The approach of MLSE must be understood in the larger context of professional sports ownership in Toronto, in which a small number of individuals have competed to acquire greater and greater control over not only sport ownership, but also the associated media and venue revenue.
Complicating the fate of Maple Leafs Gardens is its beloved status amongst hockey fans and citizens of Toronto. The building was famously constructed in the midst of the Great Depression (the labour politics of that construction is a story for another day) and hosted the Maple Leafs from 1931-1999. The venue also played host to a range of other events, including basketball, lacrosse, boxing and professional wrestling. Among its more famous performers or guests were Muhammad Ali, The Beatles, and Winston Churchill, and in 2007 the Government of Canada declared it a national heritage site. But foremost, it is remembered as an iconic hockey arena for one of the NHL’s Original 6 franchises – the first description of Maple Leaf Gardens’ “heritage value” by Canada’s Historic Places, a joint federal-provincial government organization, notes its status as
one of the most renowned “shrines” in the history of hockey and home to the Toronto Maple Leafs for sixty-eight years, it was associated with many of professional hockey’s legendary players and with many of the game’s most exciting and exhilarating moments.
However, despite the arena’s importance to the heritage of Toronto and the nostalgic attachment still felt by many Maple Leafs, MLSE’s focus remains fully on the bottom line – as its initial lawsuit against Ryerson University attests. Even MLSE’s insistence that Ryerson not use the name “Maple Leaf Gardens” for the new complex speaks to an unwavering win-at-all-costs corporate mentality that completely disregards the nostalgia or attachment to place felt so powerfully by many hockey fans.

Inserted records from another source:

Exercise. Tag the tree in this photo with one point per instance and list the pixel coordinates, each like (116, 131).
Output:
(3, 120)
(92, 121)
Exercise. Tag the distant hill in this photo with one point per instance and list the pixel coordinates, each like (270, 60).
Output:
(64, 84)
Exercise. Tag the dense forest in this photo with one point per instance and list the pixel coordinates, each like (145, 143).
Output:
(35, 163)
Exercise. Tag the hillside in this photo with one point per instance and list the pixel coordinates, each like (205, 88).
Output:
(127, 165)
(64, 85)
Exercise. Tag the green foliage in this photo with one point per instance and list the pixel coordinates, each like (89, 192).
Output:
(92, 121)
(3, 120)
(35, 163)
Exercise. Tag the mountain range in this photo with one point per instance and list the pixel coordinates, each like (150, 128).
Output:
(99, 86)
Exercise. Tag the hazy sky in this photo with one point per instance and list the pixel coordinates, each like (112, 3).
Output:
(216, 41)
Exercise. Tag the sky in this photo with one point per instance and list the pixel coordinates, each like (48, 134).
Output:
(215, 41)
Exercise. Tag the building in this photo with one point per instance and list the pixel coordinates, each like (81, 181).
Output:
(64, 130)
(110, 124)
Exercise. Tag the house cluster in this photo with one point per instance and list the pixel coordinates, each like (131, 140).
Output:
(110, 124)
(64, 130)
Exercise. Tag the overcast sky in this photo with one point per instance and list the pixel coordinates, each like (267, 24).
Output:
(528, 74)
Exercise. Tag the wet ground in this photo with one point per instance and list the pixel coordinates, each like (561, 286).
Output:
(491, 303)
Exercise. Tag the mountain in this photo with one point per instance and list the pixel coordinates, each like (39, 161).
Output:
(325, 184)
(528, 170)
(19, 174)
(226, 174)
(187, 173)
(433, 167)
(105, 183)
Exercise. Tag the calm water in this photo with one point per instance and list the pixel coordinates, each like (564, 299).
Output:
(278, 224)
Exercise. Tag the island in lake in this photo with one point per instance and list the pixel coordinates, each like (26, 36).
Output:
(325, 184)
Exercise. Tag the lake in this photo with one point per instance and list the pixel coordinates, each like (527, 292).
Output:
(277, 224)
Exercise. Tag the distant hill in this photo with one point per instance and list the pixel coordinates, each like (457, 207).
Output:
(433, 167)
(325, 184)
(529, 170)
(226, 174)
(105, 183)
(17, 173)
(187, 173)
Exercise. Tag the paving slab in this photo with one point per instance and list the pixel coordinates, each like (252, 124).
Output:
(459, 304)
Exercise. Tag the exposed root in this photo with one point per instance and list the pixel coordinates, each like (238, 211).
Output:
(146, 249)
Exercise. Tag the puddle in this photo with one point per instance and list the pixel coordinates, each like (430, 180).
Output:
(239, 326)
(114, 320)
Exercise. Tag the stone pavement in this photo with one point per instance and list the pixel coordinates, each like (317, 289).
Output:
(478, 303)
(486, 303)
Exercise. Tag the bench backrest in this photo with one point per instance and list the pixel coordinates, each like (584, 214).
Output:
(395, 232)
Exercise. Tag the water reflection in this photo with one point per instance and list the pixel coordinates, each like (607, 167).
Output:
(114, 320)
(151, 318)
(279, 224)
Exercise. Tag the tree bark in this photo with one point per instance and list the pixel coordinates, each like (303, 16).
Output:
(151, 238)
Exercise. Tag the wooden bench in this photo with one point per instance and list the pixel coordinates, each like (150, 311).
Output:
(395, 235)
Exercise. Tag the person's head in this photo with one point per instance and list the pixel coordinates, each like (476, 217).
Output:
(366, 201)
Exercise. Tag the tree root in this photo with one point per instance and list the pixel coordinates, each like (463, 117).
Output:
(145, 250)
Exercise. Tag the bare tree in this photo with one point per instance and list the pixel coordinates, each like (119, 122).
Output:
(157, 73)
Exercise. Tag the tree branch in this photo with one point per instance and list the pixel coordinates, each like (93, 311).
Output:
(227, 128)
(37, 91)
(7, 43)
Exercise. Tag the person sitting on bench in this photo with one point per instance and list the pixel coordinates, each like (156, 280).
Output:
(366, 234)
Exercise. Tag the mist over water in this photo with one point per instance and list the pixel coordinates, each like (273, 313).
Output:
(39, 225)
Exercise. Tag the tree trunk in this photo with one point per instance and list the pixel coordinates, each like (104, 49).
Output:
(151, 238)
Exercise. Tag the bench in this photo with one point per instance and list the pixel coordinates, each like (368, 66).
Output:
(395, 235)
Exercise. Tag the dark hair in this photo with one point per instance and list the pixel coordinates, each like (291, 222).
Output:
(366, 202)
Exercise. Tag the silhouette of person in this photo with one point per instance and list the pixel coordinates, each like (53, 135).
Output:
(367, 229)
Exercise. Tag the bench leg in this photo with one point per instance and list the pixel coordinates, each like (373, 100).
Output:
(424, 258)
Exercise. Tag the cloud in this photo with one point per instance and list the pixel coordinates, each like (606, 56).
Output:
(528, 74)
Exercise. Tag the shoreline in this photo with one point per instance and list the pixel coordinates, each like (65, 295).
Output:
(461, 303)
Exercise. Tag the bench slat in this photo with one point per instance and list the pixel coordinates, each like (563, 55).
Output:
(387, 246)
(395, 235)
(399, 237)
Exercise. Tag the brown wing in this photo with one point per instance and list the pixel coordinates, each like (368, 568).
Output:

Nonetheless, it looks as though a renamed Maple Leaf Gardens will again be hosting hockey, albeit on a dramatically reduced scale compared to its past. Nonetheless, despite the politics of the building’s present day usage, it is encouraging that a historic hockey arena will now serve as a site for men’s and women’s amateur hockey. As professional sports franchises continue to seek greater profits and diversified revenue streams, it will be interesting to observe the political contestation for the utility and social meaning of old arenas and stadiums.